そこから、地区内外に新しく敷設するパイプラインを通じて住宅棟共用部や商業棟に設置する次世代型燃料電池に水素を供給する。住宅棟専用部では特定建築者である民間事業者に対して、分譲住宅部分計約4160戸を対象に家庭用燃料電池(エネファーム)を設置することを求めている。
ただ、新しい技術を取り入れる都として初めての取り組みなだけに検討すべき課題は少なくない。「法制度や採算性などに課題が見込まれる。例えば、水素のパイプラインを敷設するには新しい法制度が必要なのか、現行の法制度で対応できるのか、国とも連携しながら検討しなければならない」(村上氏)。パイプラインを通じた水素の供給や街全体としてのエネルギーマネジメントを開始する具体の時期は未定。街中への水素の供給は大会時からを想定しているが、詳細は今後の検討を通じて固めるという。
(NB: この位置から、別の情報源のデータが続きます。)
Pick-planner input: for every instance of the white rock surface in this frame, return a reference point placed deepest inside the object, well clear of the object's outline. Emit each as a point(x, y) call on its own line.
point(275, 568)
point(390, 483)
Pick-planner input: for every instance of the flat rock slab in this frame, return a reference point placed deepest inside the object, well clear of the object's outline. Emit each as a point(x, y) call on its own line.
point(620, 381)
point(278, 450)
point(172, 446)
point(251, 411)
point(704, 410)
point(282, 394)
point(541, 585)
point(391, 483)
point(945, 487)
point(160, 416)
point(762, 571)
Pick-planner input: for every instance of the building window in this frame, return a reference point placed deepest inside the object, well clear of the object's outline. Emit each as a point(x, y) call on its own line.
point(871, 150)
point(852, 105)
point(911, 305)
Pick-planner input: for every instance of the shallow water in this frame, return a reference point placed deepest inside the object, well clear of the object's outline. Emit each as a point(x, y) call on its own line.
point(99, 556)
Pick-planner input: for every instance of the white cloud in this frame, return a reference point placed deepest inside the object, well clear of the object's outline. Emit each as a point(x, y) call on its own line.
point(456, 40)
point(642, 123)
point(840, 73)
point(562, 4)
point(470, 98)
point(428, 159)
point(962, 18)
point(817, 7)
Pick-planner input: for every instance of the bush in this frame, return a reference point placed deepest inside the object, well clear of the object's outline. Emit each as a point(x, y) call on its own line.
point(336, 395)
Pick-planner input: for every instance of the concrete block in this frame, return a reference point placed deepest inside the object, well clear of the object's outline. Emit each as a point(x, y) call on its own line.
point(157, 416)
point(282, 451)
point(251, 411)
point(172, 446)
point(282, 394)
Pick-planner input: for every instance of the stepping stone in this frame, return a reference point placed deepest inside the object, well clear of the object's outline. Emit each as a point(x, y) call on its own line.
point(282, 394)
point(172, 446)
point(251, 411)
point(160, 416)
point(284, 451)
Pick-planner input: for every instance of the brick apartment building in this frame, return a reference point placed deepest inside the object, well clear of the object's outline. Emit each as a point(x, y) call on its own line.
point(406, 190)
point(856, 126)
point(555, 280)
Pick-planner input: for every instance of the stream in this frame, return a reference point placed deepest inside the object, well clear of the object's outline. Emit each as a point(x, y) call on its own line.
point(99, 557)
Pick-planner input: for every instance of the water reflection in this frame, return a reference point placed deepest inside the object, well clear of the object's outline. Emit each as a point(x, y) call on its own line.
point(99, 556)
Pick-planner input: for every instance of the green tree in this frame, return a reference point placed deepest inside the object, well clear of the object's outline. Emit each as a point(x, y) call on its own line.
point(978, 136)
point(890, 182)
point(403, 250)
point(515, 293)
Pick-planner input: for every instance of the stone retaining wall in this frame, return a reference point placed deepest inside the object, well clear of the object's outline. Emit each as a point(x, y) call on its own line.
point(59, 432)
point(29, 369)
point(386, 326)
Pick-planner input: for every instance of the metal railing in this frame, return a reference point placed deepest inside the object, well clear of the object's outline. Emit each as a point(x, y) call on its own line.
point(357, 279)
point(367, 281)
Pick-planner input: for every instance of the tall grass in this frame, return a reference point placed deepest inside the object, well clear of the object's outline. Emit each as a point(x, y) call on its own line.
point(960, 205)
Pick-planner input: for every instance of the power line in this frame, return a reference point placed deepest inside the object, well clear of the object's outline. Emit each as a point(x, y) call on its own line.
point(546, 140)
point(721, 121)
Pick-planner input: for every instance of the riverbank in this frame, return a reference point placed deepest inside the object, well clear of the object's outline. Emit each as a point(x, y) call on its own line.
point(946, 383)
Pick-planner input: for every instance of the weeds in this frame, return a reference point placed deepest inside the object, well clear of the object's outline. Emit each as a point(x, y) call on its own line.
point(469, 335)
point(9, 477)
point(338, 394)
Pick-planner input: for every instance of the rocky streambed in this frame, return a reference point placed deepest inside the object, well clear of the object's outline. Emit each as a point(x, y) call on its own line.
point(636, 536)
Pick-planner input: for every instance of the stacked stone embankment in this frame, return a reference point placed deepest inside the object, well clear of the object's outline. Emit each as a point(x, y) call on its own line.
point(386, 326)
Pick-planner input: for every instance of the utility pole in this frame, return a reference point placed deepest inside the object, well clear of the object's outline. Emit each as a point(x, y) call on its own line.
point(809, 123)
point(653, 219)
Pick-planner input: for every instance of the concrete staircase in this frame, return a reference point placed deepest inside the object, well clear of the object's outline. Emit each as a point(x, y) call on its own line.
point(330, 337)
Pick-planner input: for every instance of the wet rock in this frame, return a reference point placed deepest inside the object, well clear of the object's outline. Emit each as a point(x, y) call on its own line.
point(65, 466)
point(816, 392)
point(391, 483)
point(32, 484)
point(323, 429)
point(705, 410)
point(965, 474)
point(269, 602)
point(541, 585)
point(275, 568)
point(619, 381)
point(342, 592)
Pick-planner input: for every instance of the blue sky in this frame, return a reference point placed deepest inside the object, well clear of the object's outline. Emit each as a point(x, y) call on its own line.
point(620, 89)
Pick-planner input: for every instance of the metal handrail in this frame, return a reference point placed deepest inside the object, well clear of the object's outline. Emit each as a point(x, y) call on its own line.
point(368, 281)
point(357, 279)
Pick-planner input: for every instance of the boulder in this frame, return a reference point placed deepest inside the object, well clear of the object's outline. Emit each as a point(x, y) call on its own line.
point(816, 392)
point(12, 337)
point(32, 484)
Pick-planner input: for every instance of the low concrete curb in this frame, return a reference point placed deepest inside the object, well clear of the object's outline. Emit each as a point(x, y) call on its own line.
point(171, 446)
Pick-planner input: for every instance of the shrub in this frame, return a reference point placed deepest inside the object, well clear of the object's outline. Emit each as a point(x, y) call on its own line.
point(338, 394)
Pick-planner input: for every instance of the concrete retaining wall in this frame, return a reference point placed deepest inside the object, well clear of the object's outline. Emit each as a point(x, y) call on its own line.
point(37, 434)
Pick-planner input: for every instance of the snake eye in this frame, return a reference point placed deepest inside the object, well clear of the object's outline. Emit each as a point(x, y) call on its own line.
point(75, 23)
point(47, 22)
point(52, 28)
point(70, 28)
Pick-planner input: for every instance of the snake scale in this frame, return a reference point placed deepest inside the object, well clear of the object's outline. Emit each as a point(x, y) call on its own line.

都は今年度、これら検討課題を整理し、大会時と大会終了後のエネルギー事業計画を策定する。来年度はそれに基づき具体の事業を展開するエネルギー事業者の公募に入る予定だ。6月にはそれに先駆けて事業計画づくりのパートナーとなる事業協力者を公募し、プレゼンテーションやヒアリングを経たうえで7月に選定する。都は事業協力者とともに、電力や熱の供給システム、水素エネルギーなど新技術の活用、エネルギーマネジメントの導入、事業採算性などを検討し、その成果を事業計画に生かす。
検討対象範囲は再開発事業の地区とその周辺。ところが再開発事業の地区内では、選定中の特定建築者にもエネルギーマネジメントシステムの導入が求められている。都都市整備局市街地整備部公共再開発担当課長の澤井正明氏は「エネルギー事業計画では地域全体のエネルギー対策を検討するのに対し、再開発事業では主に住戸内・住棟内のエネルギー対策を検討する。ただきっちり分けられるものではないので、双方で調整を図りながら検討を進めていく」と説明する。マネジメント事業の対象はエネルギー事業全体の事業性を左右する点だけに、ここは今後の展開を注目したい。